What is SIMCYP-Certara’s main focus?
Providing in silico solutions to speed-up drug discovery and development: basically, getting safer, more effective drugs to patients faster. By ‘in silico’ we mean data handling, analysis and visualization, modelling & simulation. For example, our tools facilitate and improve decision making in drug discovery, safety and DMPK (drug metabolism and pharmacokinetics). They reduce the number of animals used in the preclinical phase, and can substitute for certain expensive, time-consuming clinical trials (for example, predicting drug-drug interactions).

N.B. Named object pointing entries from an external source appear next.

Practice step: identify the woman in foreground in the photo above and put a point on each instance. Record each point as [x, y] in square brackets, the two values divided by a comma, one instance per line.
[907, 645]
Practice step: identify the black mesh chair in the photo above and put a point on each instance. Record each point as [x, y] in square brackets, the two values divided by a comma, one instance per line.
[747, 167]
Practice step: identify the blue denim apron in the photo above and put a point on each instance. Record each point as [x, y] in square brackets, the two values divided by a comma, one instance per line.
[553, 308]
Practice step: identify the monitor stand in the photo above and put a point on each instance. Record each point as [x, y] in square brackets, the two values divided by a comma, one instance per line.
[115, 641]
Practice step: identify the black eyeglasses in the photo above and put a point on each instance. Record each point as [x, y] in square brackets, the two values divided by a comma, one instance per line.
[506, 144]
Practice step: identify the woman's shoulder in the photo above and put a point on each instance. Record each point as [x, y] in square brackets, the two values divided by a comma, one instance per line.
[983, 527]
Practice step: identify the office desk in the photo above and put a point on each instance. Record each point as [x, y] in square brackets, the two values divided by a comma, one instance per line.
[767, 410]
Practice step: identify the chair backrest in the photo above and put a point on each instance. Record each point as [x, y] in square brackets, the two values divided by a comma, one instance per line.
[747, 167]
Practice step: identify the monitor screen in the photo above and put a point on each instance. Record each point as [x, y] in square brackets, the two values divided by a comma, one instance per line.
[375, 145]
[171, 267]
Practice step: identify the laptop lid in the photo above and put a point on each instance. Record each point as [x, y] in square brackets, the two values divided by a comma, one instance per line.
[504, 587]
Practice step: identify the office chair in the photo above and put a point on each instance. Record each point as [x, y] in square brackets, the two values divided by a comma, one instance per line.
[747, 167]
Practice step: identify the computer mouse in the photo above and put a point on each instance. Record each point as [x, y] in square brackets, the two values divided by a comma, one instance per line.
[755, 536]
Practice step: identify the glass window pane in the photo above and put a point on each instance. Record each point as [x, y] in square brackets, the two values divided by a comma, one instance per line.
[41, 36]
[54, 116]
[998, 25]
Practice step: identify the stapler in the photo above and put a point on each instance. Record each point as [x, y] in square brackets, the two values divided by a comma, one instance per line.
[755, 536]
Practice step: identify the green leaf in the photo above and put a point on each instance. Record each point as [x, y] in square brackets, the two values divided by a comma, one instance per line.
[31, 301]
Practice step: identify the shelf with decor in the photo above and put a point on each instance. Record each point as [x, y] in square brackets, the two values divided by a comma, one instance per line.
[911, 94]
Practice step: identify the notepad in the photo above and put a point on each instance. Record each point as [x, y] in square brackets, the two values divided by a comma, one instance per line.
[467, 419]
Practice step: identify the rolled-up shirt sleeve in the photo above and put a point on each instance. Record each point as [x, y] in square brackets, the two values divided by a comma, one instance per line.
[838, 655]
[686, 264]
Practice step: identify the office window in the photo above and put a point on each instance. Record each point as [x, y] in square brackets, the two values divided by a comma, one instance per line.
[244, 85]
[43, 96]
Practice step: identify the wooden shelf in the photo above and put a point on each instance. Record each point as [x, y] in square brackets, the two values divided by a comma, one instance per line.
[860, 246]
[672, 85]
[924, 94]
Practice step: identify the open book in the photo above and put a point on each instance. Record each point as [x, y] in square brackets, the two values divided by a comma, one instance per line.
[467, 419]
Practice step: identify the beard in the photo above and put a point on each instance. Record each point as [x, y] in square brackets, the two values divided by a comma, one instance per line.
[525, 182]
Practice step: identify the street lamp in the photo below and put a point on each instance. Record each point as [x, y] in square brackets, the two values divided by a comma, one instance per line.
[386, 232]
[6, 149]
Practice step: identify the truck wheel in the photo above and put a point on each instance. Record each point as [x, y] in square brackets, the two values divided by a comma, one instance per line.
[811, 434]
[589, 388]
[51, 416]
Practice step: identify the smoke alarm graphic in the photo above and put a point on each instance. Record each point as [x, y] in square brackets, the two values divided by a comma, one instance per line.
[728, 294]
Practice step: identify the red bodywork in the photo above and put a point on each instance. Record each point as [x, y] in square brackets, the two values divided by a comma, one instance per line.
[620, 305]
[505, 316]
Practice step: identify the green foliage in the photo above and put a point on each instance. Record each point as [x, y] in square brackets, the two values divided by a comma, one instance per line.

How has participating in TransQST impacted your company?
Our modelling work within the various work packages in TransQST have provided an intellectual challenge to our participating scientists. SIMCYP-Certara participants in TransQST have co-authored high quality publications. It has also enabled us to remain abreast of pharma industry and regulatory trends and strategies. In addition it has provided excellent networking opportunities, with potential collaborative partnerships beyond the duration of the TransQST consortium.
What challenges has SIMCYP-Certara faced across the project? What are your main achievements in TransQST?
This was an ambitious project tackling drug safety across various organ systems, each under a separate work package. We developed/co-developed useful and usable physiologically-based pharmacokinetic (PBPK) and quantitative systems pharmacology (QSP) models across different work packages, including kidney, liver and gastrointestinal tract, and also undertook PBPK modelling to estimate intracellular cardiac concentrations of cardiotoxic drugs. One of the challenges (even pre-pandemic) was waiting for data from the EFPIA partners to build/test the models, which makes it difficult to plan and allocate resources to the project far ahead.
Which TransQST outcome/s would you highlight? Why?
The Quantitative Systems Toxicology (QST) model of drug-induced liver injury (DILI), which we were heavily involved with, and the toxicogenomics TXG-MAPr tool, which was developed by the University of Leiden. Both these models are currently working with in vivo readouts. However, in the long-term, we will need to replace animal studies with a combination of in vitro and in silico approaches, so this is a first step. Any replacement of repeat-dose animal toxicology studies is almost certain to include these two approaches. Currently the TXG-MAPr tool is focused on DILI, but over time will address other organ toxicities. This tool provides a statistically robust analysis and visualisation of gene up- and downregulation in response to the toxic effects of drugs at different dose levels.
What do you believe is the main contribution of TransQST in the field ?
TransQST has ensured another step has been taken in the direction of removing scepticism around modelling and simulation in drug safety assessment, and in increasing its credibility. However, there is still a long way to go until there is more widespread acceptance of modelling and simulation in toxicology and safety pharmacology within the pharma industry and regulatory agencies, and even further until it is fully embraced. Developing in silico strategies to understand the risk of toxicity in humans is an important step in eventually being able to replace/eliminate pre-clinical toxicity testing of potential new drugs in animals.